Un bonhomme de neige à la Calvin




pour m'écrire




























































hier demain
Dimanche 16 décembre 2001

Il fait un froid sec mais bleu. Le soleil d'hiver me fait plisser les yeux et dessine un sourire sur le coin de mes lèvres, forçant artificiellement la plissure du visage. Le froid de décembre me rentre dans les os, paralysant ma chair, pourtant emmitouflée sous de multiples écharpes.

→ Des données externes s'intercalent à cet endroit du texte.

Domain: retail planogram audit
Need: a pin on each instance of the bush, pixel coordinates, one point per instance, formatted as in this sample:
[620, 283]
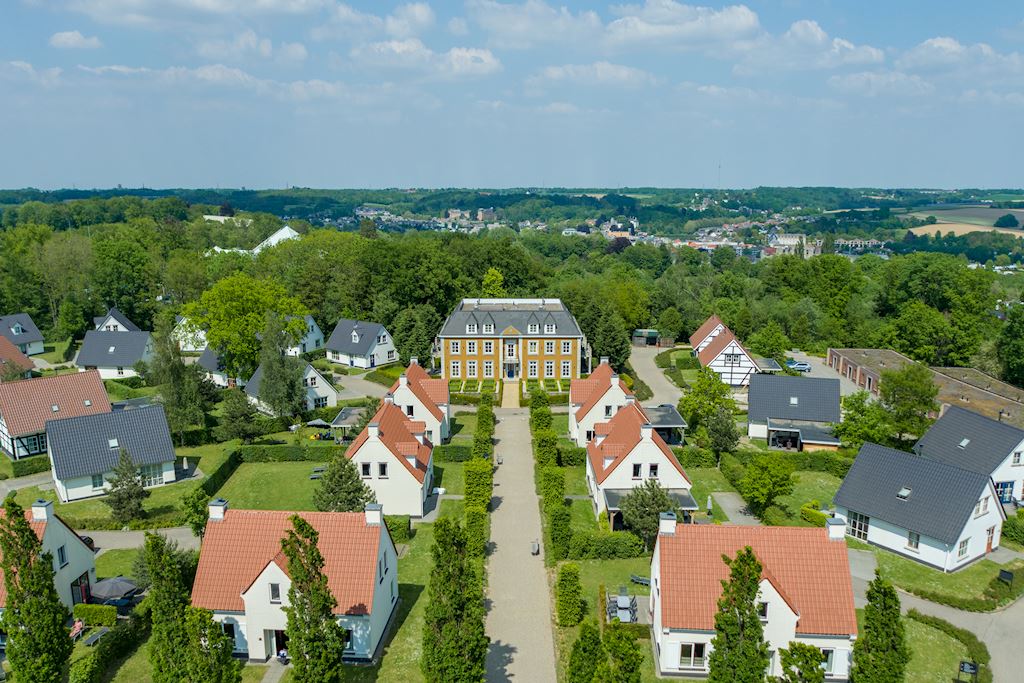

Un froid stagnant qui semble congeler le temps, donnant l'illusion qu'il est possible de retenir les jours dans une éternité immuablement présente, comme si la fausse chaleur de ce soleil inespéré immobilisait toute vie.

Chaque jour, en se levant, on regarde au thermomètre et il semble faire toujours plus froid que la veille. 0°... - 2°... - 6° C. Cela n'en finira donc jamais de baisser se dit-on ?

Pourtant, c'est étrange, à chaque moment où la température à l'extérieur baisse, il me semble remonter doucement sur l'échelle de mon thermomètre intérieur. J'ai commencé la semaine dans le froid le plus glacial : gelée par toutes ces petites choses agaçantes du quotidien qui, accumulées, prennent des allures de cataclysmes planétaires (rétro cassé par un vandale que ces chers types de chez Renault mettent 107 ans à changer + retard accumulé because épluchage de la glace sur le pare-brise à 7 heures du matin + Poulpes littéralement chiants à l'approche des vacances + rendez-vous manqué avec Copine Juju + fatigue pré-correction-de-copies, et j'en passe...), j'ai cru que je n'arriverais jamais à me réchauffer et à brûler de nouveau d'un semblant d'énergie. J'étais si lasse, paralysée dans le froid polaire de mon moral descendu au quatrième sous-sol, que j'avais l'impression que la moindre contrariété allait me faire pleurer. Peut-être que mes larmes m'auraient réchauffer, il est vrai, mais je ne voulais pas que ce soit une tristesse, si douce soit-elle, qui me redonne vie.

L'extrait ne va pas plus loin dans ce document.